For the true baseball fans among us, name a favorite player and you can name his walk-up song. Same for your team’s closer (whose walk-up song is known as the “entrance song”).
For the uninitiated, a walk-up song is that heavy metal, hip hop, or country tune that blares throughout the stadium as the player walks from the on-deck circle to the batter’s box–or, for the closer, as he jogs in from the bullpen to the mound.
We baseball fans are prone to nostalgia, and thus I miss the sight and sounds of former Cardinal Lance Berkman striding to the plate to Johnny Cash’s “God’s Gonna Cut You Down.” And what Yankees fan, when hearing Metallica’s “Enter the Sandman,” doesn’t sigh at the memory of the Mariano Rivera coming in from the bullpen for yet another save. Here’s a link to the Top Ten entrance songs for closers, which includes retired Cardinals closer Al “Mad Hungarian” Hrabosky, whose entrance song was –ready?–“Hungarian Rhapsody No. 2” by Franz Liszt. I promise.
Sadly, we writers don’t get walk-up songs. Which is not to say we don’t dream of playing in the Majors, and more than one of us has fantasized about our own baseball card, Will Shakespeare included. Indeed, there are rumors that the Bard confided to friends that if he could ever pitch relief in the Big Leagues his entrance song would be Thomas Bateson’s “First Set of English Madrigales.”
All of which got me thinking about great characters in literature. What would Hamlet select for his walk-up song? Or Nancy Drew? Or Captain Ahab? Or Madame Bovary?
If a Google search turns up hundreds of “Top 10 Walk-Up Songs for Baseball Players,” why not at least one for fictional characters? Some of the choices are perhaps too obvious, such as Satan from Milton’s Paradise Lost, apparently a Mick Jagger groupie who insists that his walk-up song be “Sympathy for the Devil.” So, too, Hester Prynne of Hawthorne’s The Scarlet Letter was rumored to be a big fan of Aretha Franklin’s “Respect.”
But I’m willing to give it a shot–at least for the first five fictional characters. I’m hoping some of you out there can help pump the list up to ten.
Here are my 5:
- Iago (of Othello): “Bad to the Bone” by George Thorogood
- Elizabeth Bennet (of Pride and Prejudice): “King of Anything” by Sara Bareilles
- Holden Caulfield (of Catcher in the Rye): “(I Can’t Get No) Satisfaction” by the Rolling Stones
- Jay Gatsby (of The Great Gatsby): “Mo Money Mo Problems” by The Notorious B.I.G. (with Puff Daddy)
- Stephen Dedalus (of Portrait of the Artist as a Young Man): “Learning to Fly” by Tom Petty and the Heartbreakers
Now your turn.
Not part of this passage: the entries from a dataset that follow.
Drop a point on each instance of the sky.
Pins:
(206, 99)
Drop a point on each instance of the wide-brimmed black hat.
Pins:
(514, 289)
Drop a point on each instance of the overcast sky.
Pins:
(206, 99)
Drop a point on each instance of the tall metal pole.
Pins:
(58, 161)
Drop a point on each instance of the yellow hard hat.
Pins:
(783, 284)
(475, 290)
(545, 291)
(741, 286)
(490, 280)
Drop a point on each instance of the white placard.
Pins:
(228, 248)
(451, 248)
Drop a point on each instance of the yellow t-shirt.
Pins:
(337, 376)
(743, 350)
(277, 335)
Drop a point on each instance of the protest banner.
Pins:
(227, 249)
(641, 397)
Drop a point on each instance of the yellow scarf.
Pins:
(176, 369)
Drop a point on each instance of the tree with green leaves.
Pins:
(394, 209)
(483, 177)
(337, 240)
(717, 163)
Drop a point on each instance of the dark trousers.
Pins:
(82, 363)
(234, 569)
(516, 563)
The possibilities are endless–and fun to contemplate. You a mystery fan? Your choices include Miss Marple, Sherlock Holmes, Hercule Poirot, Nero Wolfe, Harry Bosch, and, of course, Rachel Gold. American literature your thing? There’s always Huck Finn. Or even Moby Dick. World literature includes Anna Karenina, Emma Woodhouse, and Sancho Panza. And there’s science fiction, and there’s romance, and there’s Young Adult. And then there’s that group of characters I think of as low-hanging fruit, including Gregor Samsa (of Kafka’s The Metamorphosis) and Charlotte (of Charlotte’s Web).
So pick a favorite character, pick that character’s walk-up song, and let us know.